José Geraldo Sousa de Almeida
História Agroindustrial do Cacau e Sucessão Familiar

Quatro décadas de lavoura cacaueira no sul da Bahia

Vivi a crise da vassoura-de-bruxa de dentro da porteira. Registro aqui o que aquele período ensinou sobre recuperar lavoura e sobre passar um negócio adiante.

Trabalho no setor cacaueiro do sul da Bahia desde os anos 1980. Em 1996 assumi a Fazenda Riachuelo, em Ilhéus, já sob o efeito pleno da vassoura-de-bruxa, e conduzi a reconstrução da lavoura ao longo dos anos seguintes.

Escrevo aqui por uma razão específica: a geração que atravessou aquela crise está saindo de cena, e boa parte do que se aprendeu nunca foi escrito. Quem chega agora encontra a lavoura recuperada e não sabe o que custou, nem quais decisões se mostraram erradas. Este é um registro de quem estava lá.

O que a vassoura-de-bruxa realmente fez

A vassoura-de-bruxa chegou à Bahia no fim dos anos 1980 e, em poucas safras, derrubou a produção regional a uma fração do que era.

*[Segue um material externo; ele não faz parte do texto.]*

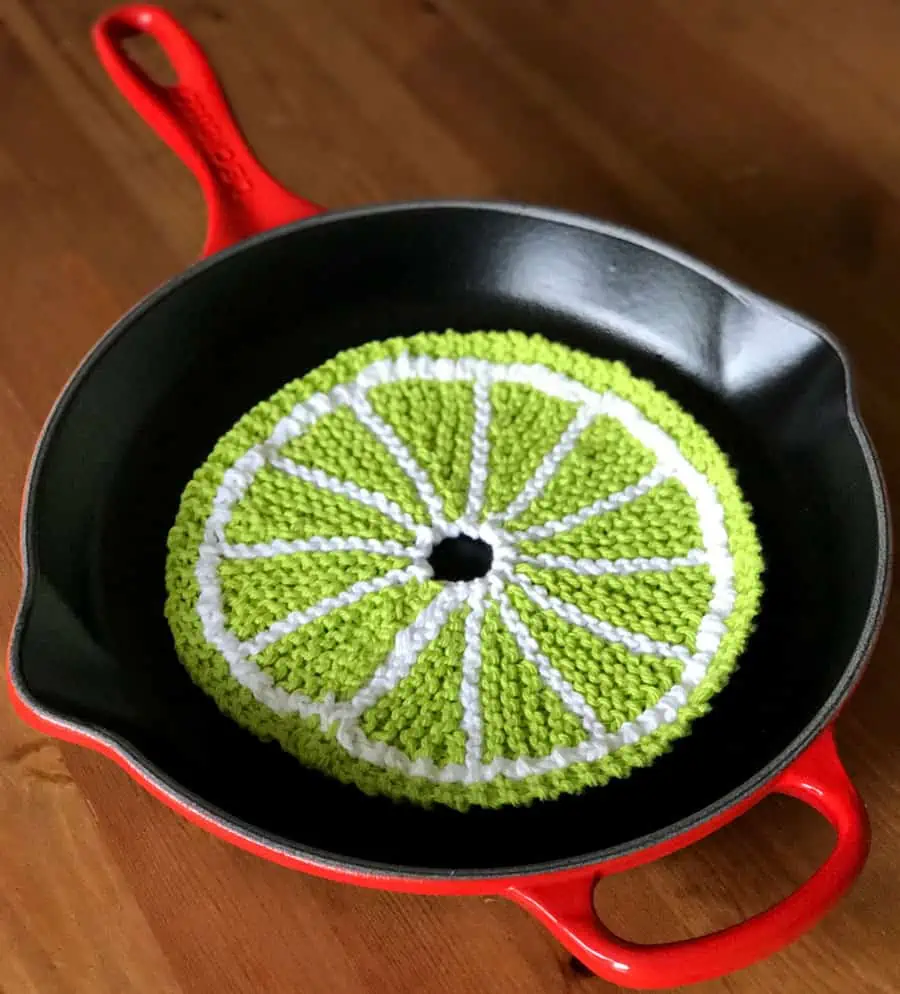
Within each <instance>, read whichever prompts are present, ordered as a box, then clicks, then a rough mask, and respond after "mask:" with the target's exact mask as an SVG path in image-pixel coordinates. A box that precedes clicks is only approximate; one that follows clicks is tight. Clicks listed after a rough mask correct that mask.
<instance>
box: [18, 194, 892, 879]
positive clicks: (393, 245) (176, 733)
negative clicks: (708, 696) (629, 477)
mask: <svg viewBox="0 0 900 994" xmlns="http://www.w3.org/2000/svg"><path fill="white" fill-rule="evenodd" d="M446 327H454V328H457V329H460V330H473V329H490V328H494V329H507V328H516V329H521V330H523V331H527V332H537V333H540V334H543V335H545V336H547V337H550V338H553V339H557V340H560V341H563V342H565V343H567V344H569V345H571V346H574V347H576V348H579V349H583V350H585V351H587V352H591V353H593V354H595V355H598V356H602V357H613V358H621V359H623V360H625V361H626V362H628V363H629V365H630V366H631V368H632V369H633V370H634V371H635V372H636V373H638V374H641V375H645V376H648V377H650V378H651V379H652V380H653V381H655V383H656V384H657V385H658V386H660V387H661V388H662V389H664V390H666V391H668V392H669V393H670V394H671V395H672V396H674V397H675V398H677V399H678V400H679V401H680V402H682V403H683V404H684V405H686V407H687V408H688V409H689V410H690V411H691V412H692V413H693V414H694V415H695V416H696V417H697V418H698V419H699V420H700V421H701V422H702V423H704V424H705V425H706V426H707V427H708V428H710V430H712V432H713V433H714V435H715V436H716V438H717V440H718V441H719V443H720V445H721V446H722V447H723V448H724V449H725V450H726V451H727V452H728V453H729V455H730V457H731V459H732V460H733V462H734V464H735V465H736V467H737V468H738V471H739V474H740V481H741V483H742V485H743V488H744V491H745V493H746V494H747V496H748V498H749V499H750V501H751V502H752V504H753V506H754V509H755V515H756V520H757V523H758V527H759V531H760V534H761V539H762V543H763V546H764V552H765V557H766V561H767V572H766V577H765V581H766V593H765V598H764V604H763V609H762V612H761V619H760V622H759V626H758V629H757V631H756V633H755V634H754V635H753V637H752V639H751V642H750V644H749V647H748V649H747V651H746V653H745V655H744V657H743V659H742V662H741V666H740V669H739V672H738V673H737V674H736V675H735V676H734V678H733V679H732V681H731V682H730V684H729V685H728V687H727V688H726V690H725V691H724V692H723V693H722V694H721V695H720V696H719V697H718V698H717V699H716V701H715V707H714V709H713V711H712V713H711V714H710V715H709V716H708V717H706V718H704V719H703V720H702V721H700V722H699V723H698V724H697V725H696V726H695V730H694V732H693V734H692V735H691V736H690V737H689V738H687V739H686V740H683V741H682V742H680V743H679V744H678V745H677V746H676V747H675V748H674V749H673V750H672V751H671V752H670V753H669V754H668V755H666V756H665V757H663V758H662V759H660V760H659V761H658V762H657V763H656V764H655V765H654V766H653V767H652V768H650V769H647V770H640V771H637V772H635V773H634V774H633V775H632V776H631V777H630V778H628V779H627V780H624V781H620V782H615V783H612V784H610V785H609V786H607V787H603V788H599V789H594V790H591V791H588V792H586V793H584V794H582V795H581V796H579V797H572V798H564V799H561V800H557V801H554V802H550V803H541V804H535V805H533V806H531V807H529V808H524V809H522V808H520V809H507V810H502V811H471V812H468V813H466V814H464V815H463V814H458V813H455V812H452V811H448V810H443V809H436V810H429V811H426V810H420V809H418V808H415V807H413V806H407V805H404V804H397V803H394V802H389V801H386V800H381V799H375V798H370V797H367V796H365V795H363V794H362V793H360V792H358V791H357V790H356V789H355V788H353V787H347V786H343V785H341V784H338V783H336V782H333V781H331V780H329V779H327V778H325V777H323V776H321V775H319V774H316V773H313V772H310V771H308V770H306V769H304V768H303V767H302V766H301V765H300V764H299V763H297V762H296V761H295V760H294V759H292V758H290V757H288V756H287V755H285V754H283V753H282V752H281V751H280V750H279V748H278V747H276V746H274V745H264V744H261V743H259V742H258V741H256V740H255V739H254V738H253V737H252V736H250V735H249V734H247V733H245V732H243V731H241V730H240V729H239V728H237V727H236V726H235V725H233V724H232V723H231V722H230V721H229V720H227V719H226V718H224V717H222V716H221V715H220V714H219V713H218V711H217V710H216V708H215V706H214V705H213V704H212V703H211V702H210V701H209V700H208V699H207V698H206V697H204V695H203V694H201V692H200V691H199V690H197V689H195V688H194V686H193V685H192V684H191V682H190V680H189V679H188V677H187V676H186V674H185V672H184V671H183V669H182V668H181V666H180V665H179V663H178V661H177V659H176V657H175V654H174V652H173V648H172V642H171V639H170V636H169V632H168V628H167V626H166V622H165V620H164V618H163V613H162V606H163V599H164V584H163V565H164V558H165V540H166V532H167V529H168V528H169V526H170V524H171V522H172V520H173V518H174V515H175V511H176V507H177V504H178V500H179V495H180V493H181V491H182V489H183V487H184V485H185V483H186V481H187V480H188V478H189V477H190V475H191V473H192V471H193V470H194V469H195V468H196V466H198V465H199V464H200V463H201V462H202V461H203V460H204V458H205V457H206V455H207V454H208V452H209V450H210V448H211V447H212V445H213V443H214V441H215V440H216V438H217V437H218V436H220V435H221V434H222V433H223V432H225V431H226V430H227V429H228V428H229V427H230V426H231V425H232V424H233V423H234V421H235V420H236V419H237V418H238V417H239V416H240V415H241V414H243V413H244V412H245V411H246V410H247V409H249V408H250V407H251V406H252V405H253V404H254V403H255V402H256V401H258V400H260V399H261V398H264V397H266V396H268V395H269V394H271V393H272V392H273V391H275V390H276V389H277V388H278V387H280V386H281V385H282V384H283V383H285V382H286V381H288V380H289V379H291V378H293V377H296V376H299V375H301V374H303V373H305V372H306V371H308V370H309V369H311V368H313V367H315V366H317V365H319V364H320V363H321V362H322V361H323V360H325V359H326V358H328V357H330V356H332V355H334V354H335V353H336V352H338V351H339V350H341V349H344V348H347V347H350V346H354V345H357V344H359V343H361V342H364V341H366V340H368V339H373V338H376V339H380V338H386V337H390V336H393V335H398V334H412V333H415V332H417V331H420V330H424V329H438V330H440V329H443V328H446ZM846 391H847V387H846V371H845V368H844V364H843V362H842V360H841V358H840V356H839V354H838V353H837V351H836V350H835V348H834V347H833V346H832V345H830V344H828V343H827V342H826V341H825V340H824V339H823V338H821V337H820V336H819V335H818V334H817V333H815V332H813V331H812V330H810V329H809V328H807V327H805V326H803V325H801V324H798V323H796V322H795V321H793V320H791V319H788V318H786V317H784V316H783V315H782V314H781V313H780V312H779V311H777V310H776V309H774V308H771V307H767V306H765V305H762V304H761V303H759V302H757V301H755V299H754V298H753V297H749V296H744V295H742V294H738V293H735V292H734V291H733V290H730V289H728V288H727V287H725V286H723V285H721V284H720V283H719V282H718V281H717V280H716V279H715V278H713V277H711V276H710V275H708V274H705V273H702V272H698V271H695V270H693V269H691V268H688V267H686V266H685V265H683V264H682V263H680V262H678V261H675V260H674V259H671V258H669V257H667V256H666V255H664V254H660V253H659V252H658V251H655V250H654V249H652V248H650V247H647V246H645V245H643V244H640V243H638V242H636V241H631V240H629V239H628V238H623V236H622V235H621V233H616V232H614V231H607V230H606V229H605V228H603V227H602V226H601V225H591V224H590V223H589V222H586V221H583V220H580V219H577V218H570V217H567V216H565V215H557V214H550V213H543V212H540V211H532V210H529V209H523V208H512V207H510V208H507V207H502V206H499V205H498V206H494V207H485V206H484V205H480V206H479V205H461V204H456V205H447V204H443V205H412V206H406V207H402V208H395V209H388V208H380V209H379V208H376V209H372V210H368V211H360V212H351V213H349V214H346V215H342V216H338V217H332V218H327V217H326V218H325V219H323V220H318V221H314V222H312V223H306V224H302V225H300V226H295V227H293V228H289V229H282V230H281V231H279V232H277V233H275V234H271V235H265V236H261V237H260V238H258V239H256V240H254V242H253V243H251V244H249V245H245V246H243V247H240V248H238V249H237V250H235V251H231V252H230V253H226V254H224V255H223V256H220V257H219V258H218V259H216V260H214V261H213V262H212V263H211V264H206V265H201V266H198V267H196V268H195V269H193V270H191V271H189V273H188V275H187V276H186V277H184V278H182V279H181V280H180V281H176V282H175V283H174V285H171V286H170V287H168V288H166V289H165V290H164V291H163V292H162V293H161V294H159V295H158V296H156V297H155V298H153V299H152V300H151V302H150V304H149V305H144V306H142V307H140V308H138V309H137V310H136V311H135V312H134V313H132V314H131V315H128V316H127V317H126V318H125V319H124V320H123V322H122V323H121V325H120V326H119V327H118V329H117V331H116V332H114V333H113V334H112V335H111V336H109V337H108V338H107V339H106V340H105V342H104V343H103V345H102V346H101V347H100V349H99V350H98V351H97V352H96V353H95V354H94V356H93V357H92V358H91V359H90V360H89V362H88V363H87V364H86V365H85V366H84V367H83V369H82V371H81V372H80V373H79V375H78V376H77V378H76V380H75V382H74V384H73V387H72V388H70V390H69V392H68V394H67V396H66V399H65V400H64V401H63V402H62V404H61V405H60V406H59V408H58V409H57V412H56V414H55V416H54V418H53V421H52V426H51V427H50V429H49V431H48V433H47V436H46V438H45V440H44V443H43V448H42V452H41V455H40V457H39V461H38V463H37V466H36V470H35V474H34V482H33V489H32V494H31V501H30V516H29V521H28V527H29V529H30V532H29V548H30V563H31V574H30V582H31V599H30V603H29V605H28V607H27V608H26V609H25V611H24V612H23V616H22V620H21V622H20V628H19V632H18V638H17V644H16V648H15V651H14V665H15V666H16V667H17V673H18V680H19V682H20V684H21V686H22V688H23V690H24V692H25V693H26V694H27V695H28V697H29V698H30V699H31V700H32V701H33V702H34V704H35V705H36V706H37V707H38V708H41V709H43V710H46V711H49V712H51V713H55V714H59V715H63V716H66V717H68V718H69V719H70V720H73V721H75V722H78V723H80V724H82V725H84V726H86V727H88V728H90V729H92V730H95V731H99V732H101V733H103V734H105V735H107V736H110V737H112V738H114V739H116V740H117V741H119V742H121V743H125V744H126V745H127V747H128V749H129V751H130V752H132V753H134V754H137V755H139V756H141V757H142V759H143V762H144V763H145V764H146V765H147V766H148V767H150V768H151V769H153V770H154V771H156V773H158V774H159V775H160V776H161V777H162V778H163V779H164V780H165V781H167V782H168V783H169V784H171V785H172V789H173V790H174V791H175V792H182V793H185V792H186V793H187V794H193V795H196V797H198V798H200V799H202V803H203V804H205V805H206V806H209V807H211V808H212V809H213V810H214V811H215V812H216V813H217V814H218V815H219V816H220V817H224V818H226V819H228V820H230V821H231V822H234V823H238V824H243V825H245V826H249V827H250V829H252V831H254V832H255V833H256V834H257V835H258V836H260V837H262V838H264V839H268V840H270V841H272V842H274V843H276V844H278V845H281V846H285V847H287V848H288V849H292V850H293V851H295V852H298V853H301V854H302V853H304V852H309V851H310V850H318V851H320V852H321V853H323V854H325V855H327V856H329V857H330V858H332V859H336V860H339V861H342V862H344V863H346V864H350V865H356V866H362V865H365V864H372V863H377V864H382V865H389V866H392V867H394V869H395V870H407V871H409V870H415V871H416V872H418V873H436V874H443V873H447V872H451V871H456V872H457V873H458V872H460V871H463V872H465V871H468V872H471V873H480V874H484V873H490V872H492V871H493V872H497V871H498V869H501V868H512V867H515V868H524V867H532V868H533V867H535V866H536V865H538V864H540V865H542V866H546V865H547V864H550V863H553V864H557V863H561V862H562V861H567V860H568V861H586V860H588V859H590V860H597V859H601V858H603V857H604V855H608V854H609V853H610V851H612V850H615V849H618V848H621V847H628V846H635V845H636V844H637V843H638V842H639V840H644V842H646V839H647V837H648V836H650V835H653V834H659V833H665V832H669V831H672V829H673V826H675V825H676V824H677V823H680V822H683V821H684V820H685V819H691V818H694V819H696V818H697V817H698V816H700V813H701V812H705V813H706V814H708V813H709V811H708V809H709V806H710V805H715V804H717V803H720V802H721V801H722V799H723V798H726V797H727V796H728V795H733V792H735V791H738V790H748V789H749V788H750V787H751V786H753V778H754V777H756V776H758V775H759V774H760V772H761V771H763V770H764V768H765V767H766V766H767V765H768V764H771V763H773V762H774V761H777V760H778V761H780V762H781V763H782V765H783V764H784V763H786V761H787V759H788V758H789V757H790V756H791V755H793V753H792V752H791V750H794V751H796V750H798V749H799V748H800V746H801V745H805V744H806V742H808V741H809V737H810V736H811V734H812V733H813V732H814V731H815V730H817V728H819V727H821V725H822V724H823V723H824V722H825V721H826V719H827V718H829V717H830V716H831V715H832V714H833V712H834V709H835V707H836V705H837V704H838V703H839V701H840V699H841V698H842V697H843V696H845V694H846V693H847V692H848V690H849V688H850V686H851V684H852V682H853V679H854V677H855V675H856V671H857V670H858V669H859V668H860V660H861V652H860V651H859V648H860V643H861V642H865V640H866V639H867V638H869V636H870V634H871V632H870V624H871V619H872V613H873V605H874V604H876V602H877V601H878V600H879V599H880V597H881V594H882V593H883V583H884V578H883V566H884V563H883V556H884V549H885V520H884V514H883V507H882V503H881V500H882V495H881V490H880V484H879V483H878V482H877V476H876V474H875V471H874V470H873V463H872V457H871V453H870V451H869V449H868V445H867V443H866V442H865V440H864V438H863V437H862V434H861V429H859V428H858V427H856V426H855V422H854V421H853V420H852V418H851V415H850V413H849V412H848V401H847V392H846ZM757 782H758V781H757Z"/></svg>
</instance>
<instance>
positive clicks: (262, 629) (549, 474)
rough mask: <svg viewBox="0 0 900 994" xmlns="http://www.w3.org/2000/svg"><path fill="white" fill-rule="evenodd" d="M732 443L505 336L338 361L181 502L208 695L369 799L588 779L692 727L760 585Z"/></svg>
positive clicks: (274, 401) (230, 439)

O número, por si só, não descreve o que aconteceu.

O efeito mais duradouro não foi a perda de safra — foi a perda de gente. Fazenda que não produz não emprega. Trabalhadores com conhecimento acumulado sobre aquela lavoura específica, que sabiam qual talhão respondia a quê, foram embora para a cidade e não voltaram. Quando a produção começou a se recuperar, anos depois, esse conhecimento não estava mais disponível e teve de ser reconstruído do zero.

O segundo efeito foi patrimonial. Muitos produtores venderam terra a preço deprimido para pagar dívida, e propriedades que estavam há gerações na mesma família mudaram de mão em poucos anos.

Quem diz que a crise foi fitossanitária está descrevendo o gatilho, não o processo. Foi uma crise social e patrimonial que se manifestou como doença de planta.

Recuperar lavoura não é replantar

O erro mais comum de quem tentou recuperar rápido foi tratar o problema como reposição de plantas. Arrancar o doente e plantar novo, esperando voltar ao que era.

Não funcionou, por dois motivos. O primeiro é que o material que existia era suscetível — replantar o mesmo material produzia lavoura nova igualmente vulnerável, apenas adiando o problema por alguns anos. O segundo é que a doença permanece no ambiente; sem manejo continuado de poda fitossanitária e remoção de fonte de inóculo, a reinfecção é questão de tempo.

O que funcionou foi mais lento e menos satisfatório de olhar: substituição gradual por material tolerante, via enxertia sobre copa existente, mantendo a estrutura da lavoura de pé enquanto se trocava a copa. Isso preserva o sombreamento e o solo, que levam décadas para se formar e se perdem numa estação.

A lição que carrego é sobre horizonte de tempo. Decisão agrícola tomada com pressa de resultado costuma destruir ativo que não se reconstrói em prazo humano. Solo formado e dossel maduro são assim.

Sucessão é processo, não evento

Hoje minha atuação é de conselho, não de operação. A transição levou anos e foi mais difícil que qualquer decisão técnica que tomei antes.

O erro clássico do fundador é confundir sucessão com transferência de cargo. Cargo se transfere numa assembleia; o que não se transfere é o critério — o conjunto de julgamentos acumulados que faz alguém decidir bem sob incerteza. Isso só passa por convivência prolongada em decisão real, com direito a errar enquanto ainda há quem corrija.

O segundo erro é o inverso e igualmente comum: fundador que anuncia a sucessão e continua decidindo por trás. Isso é pior que não suceder, porque cria uma estrutura em que o sucessor tem a responsabilidade formal sem a autoridade efetiva, e ninguém na organização sabe a quem responder.

O que tentei fazer foi transferir decisão por área e de forma irreversível, aceitando que algumas seriam tomadas de modo diferente do meu — inclusive melhor, o que exige um tipo de humildade que não é natural em quem construiu a coisa.

Não sei se acertei. Sucessão só se avalia uma geração depois, e essa é uma avaliação que raramente o fundador vive para ver.